Native graph reduces degree when all relationship types are present

I want to execute graph algorithms from the GDS plugin. To do so, a graph projection needs to be defined: Graph Catalog - Neo4j Graph Data Science

However, I noticed that there is a huge difference in the degree distribution (max of 10k) when only using (A) (= only Friends) but the max is down to 5 when using all the relations present in (B).

This seems strange to me - I would have expected that the max degree can only increase when more diverse types of relationships are made available to the GDS graph.
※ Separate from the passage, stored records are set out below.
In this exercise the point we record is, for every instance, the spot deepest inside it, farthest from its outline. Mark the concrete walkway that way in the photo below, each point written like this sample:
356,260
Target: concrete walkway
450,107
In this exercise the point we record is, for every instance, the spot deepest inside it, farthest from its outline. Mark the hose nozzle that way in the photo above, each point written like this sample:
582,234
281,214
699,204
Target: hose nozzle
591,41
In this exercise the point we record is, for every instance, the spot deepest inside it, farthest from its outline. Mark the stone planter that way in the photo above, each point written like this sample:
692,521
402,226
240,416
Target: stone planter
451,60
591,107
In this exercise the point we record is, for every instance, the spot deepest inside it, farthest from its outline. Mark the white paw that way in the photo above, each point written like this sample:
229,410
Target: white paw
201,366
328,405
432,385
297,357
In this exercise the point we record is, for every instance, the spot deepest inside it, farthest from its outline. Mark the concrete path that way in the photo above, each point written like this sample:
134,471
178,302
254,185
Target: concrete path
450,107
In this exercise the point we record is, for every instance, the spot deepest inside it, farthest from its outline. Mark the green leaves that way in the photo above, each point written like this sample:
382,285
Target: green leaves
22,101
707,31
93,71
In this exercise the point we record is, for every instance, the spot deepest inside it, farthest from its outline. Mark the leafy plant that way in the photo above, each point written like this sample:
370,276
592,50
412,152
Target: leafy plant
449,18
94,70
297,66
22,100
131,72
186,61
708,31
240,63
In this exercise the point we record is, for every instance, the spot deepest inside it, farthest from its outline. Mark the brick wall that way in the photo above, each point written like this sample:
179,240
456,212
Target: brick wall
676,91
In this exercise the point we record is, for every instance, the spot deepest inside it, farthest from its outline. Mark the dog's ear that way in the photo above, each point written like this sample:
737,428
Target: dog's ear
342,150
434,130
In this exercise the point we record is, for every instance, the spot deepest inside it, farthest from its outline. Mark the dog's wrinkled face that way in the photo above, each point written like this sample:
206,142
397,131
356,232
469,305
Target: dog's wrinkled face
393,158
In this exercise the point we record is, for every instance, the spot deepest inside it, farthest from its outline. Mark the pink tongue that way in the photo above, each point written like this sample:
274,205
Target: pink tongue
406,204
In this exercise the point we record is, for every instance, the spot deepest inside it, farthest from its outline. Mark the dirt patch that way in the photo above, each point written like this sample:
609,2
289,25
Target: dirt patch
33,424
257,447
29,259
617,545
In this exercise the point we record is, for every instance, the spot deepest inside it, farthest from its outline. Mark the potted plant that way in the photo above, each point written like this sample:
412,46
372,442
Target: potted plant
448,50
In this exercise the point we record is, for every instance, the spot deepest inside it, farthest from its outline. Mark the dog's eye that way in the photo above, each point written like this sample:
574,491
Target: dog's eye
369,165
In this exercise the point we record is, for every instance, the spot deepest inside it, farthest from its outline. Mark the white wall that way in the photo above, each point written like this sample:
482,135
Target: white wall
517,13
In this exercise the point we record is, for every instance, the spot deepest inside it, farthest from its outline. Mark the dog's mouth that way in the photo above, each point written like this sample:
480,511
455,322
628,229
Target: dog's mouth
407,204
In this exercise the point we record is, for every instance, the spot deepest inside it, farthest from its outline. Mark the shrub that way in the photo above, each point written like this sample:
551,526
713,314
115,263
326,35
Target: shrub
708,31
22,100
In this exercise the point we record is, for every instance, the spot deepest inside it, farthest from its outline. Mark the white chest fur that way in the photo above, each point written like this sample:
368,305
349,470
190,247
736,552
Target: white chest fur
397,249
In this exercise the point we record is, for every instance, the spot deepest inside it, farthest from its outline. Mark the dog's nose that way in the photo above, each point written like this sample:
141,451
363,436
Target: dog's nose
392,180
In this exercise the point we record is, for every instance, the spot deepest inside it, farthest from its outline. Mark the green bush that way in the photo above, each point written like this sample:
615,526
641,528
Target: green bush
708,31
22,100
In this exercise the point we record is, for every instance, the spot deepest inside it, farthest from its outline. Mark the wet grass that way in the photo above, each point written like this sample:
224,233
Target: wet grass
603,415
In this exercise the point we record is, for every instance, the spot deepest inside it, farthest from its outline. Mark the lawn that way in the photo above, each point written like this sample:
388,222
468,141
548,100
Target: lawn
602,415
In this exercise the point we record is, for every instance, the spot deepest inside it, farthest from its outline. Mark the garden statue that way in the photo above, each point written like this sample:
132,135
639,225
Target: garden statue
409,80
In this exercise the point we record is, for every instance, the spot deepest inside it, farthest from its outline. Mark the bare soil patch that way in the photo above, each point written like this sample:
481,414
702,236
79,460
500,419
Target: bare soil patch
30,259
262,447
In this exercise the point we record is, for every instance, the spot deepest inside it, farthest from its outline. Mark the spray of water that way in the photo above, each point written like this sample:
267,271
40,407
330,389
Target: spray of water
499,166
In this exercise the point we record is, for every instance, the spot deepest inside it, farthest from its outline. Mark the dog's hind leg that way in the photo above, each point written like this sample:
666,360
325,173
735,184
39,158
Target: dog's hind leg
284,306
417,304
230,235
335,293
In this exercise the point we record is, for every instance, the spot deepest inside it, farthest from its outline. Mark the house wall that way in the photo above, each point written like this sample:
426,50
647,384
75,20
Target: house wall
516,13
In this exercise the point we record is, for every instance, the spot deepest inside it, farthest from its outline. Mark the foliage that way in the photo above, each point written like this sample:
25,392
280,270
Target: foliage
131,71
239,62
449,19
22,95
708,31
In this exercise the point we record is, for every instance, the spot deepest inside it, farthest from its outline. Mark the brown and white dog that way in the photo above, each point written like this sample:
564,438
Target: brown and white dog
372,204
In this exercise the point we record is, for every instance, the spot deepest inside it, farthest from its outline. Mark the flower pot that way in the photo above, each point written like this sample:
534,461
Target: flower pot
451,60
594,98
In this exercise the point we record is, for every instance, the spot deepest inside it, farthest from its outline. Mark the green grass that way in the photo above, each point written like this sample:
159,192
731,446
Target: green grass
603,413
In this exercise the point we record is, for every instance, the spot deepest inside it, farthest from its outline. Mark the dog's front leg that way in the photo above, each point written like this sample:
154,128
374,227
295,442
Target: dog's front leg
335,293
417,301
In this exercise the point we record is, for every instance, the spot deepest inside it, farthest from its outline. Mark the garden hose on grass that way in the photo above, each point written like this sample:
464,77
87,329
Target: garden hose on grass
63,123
CALL gds.graph.drop('my_graph') YIELD graphName;

// A: only Friend
CALL gds.graph.create.cypher(
    'my_graph',
    'MATCH (n) RETURN id(n) AS id',
    'MATCH (a)-[r:Friend]->(b) RETURN id(a) AS source, id(b) AS target'
);

// B: everything
CALL gds.graph.create.cypher(
    'my_graph',
    'MATCH (n) RETURN id(n) AS id',
    'MATCH (a)-[r]->(b) RETURN id(a) AS source, id(b) AS target'
);
CALL gds.graph.list();

You'll want to look at relationship aggregation parameters: https://neo4j.com/docs/graph-data-science/current/management-ops/cypher-projection/#cypher-projection-relationship-aggregation


My suspicion is that, while the degree is higher, the number of nodes is lower for the Friend projection. I assume you're using percentiles vs maximum?

I was looking at the output for: CALL gds.graph.list(); and there at the max degree attribute. This attribute decreased drastically when adding more relationships - and I still do not understand why.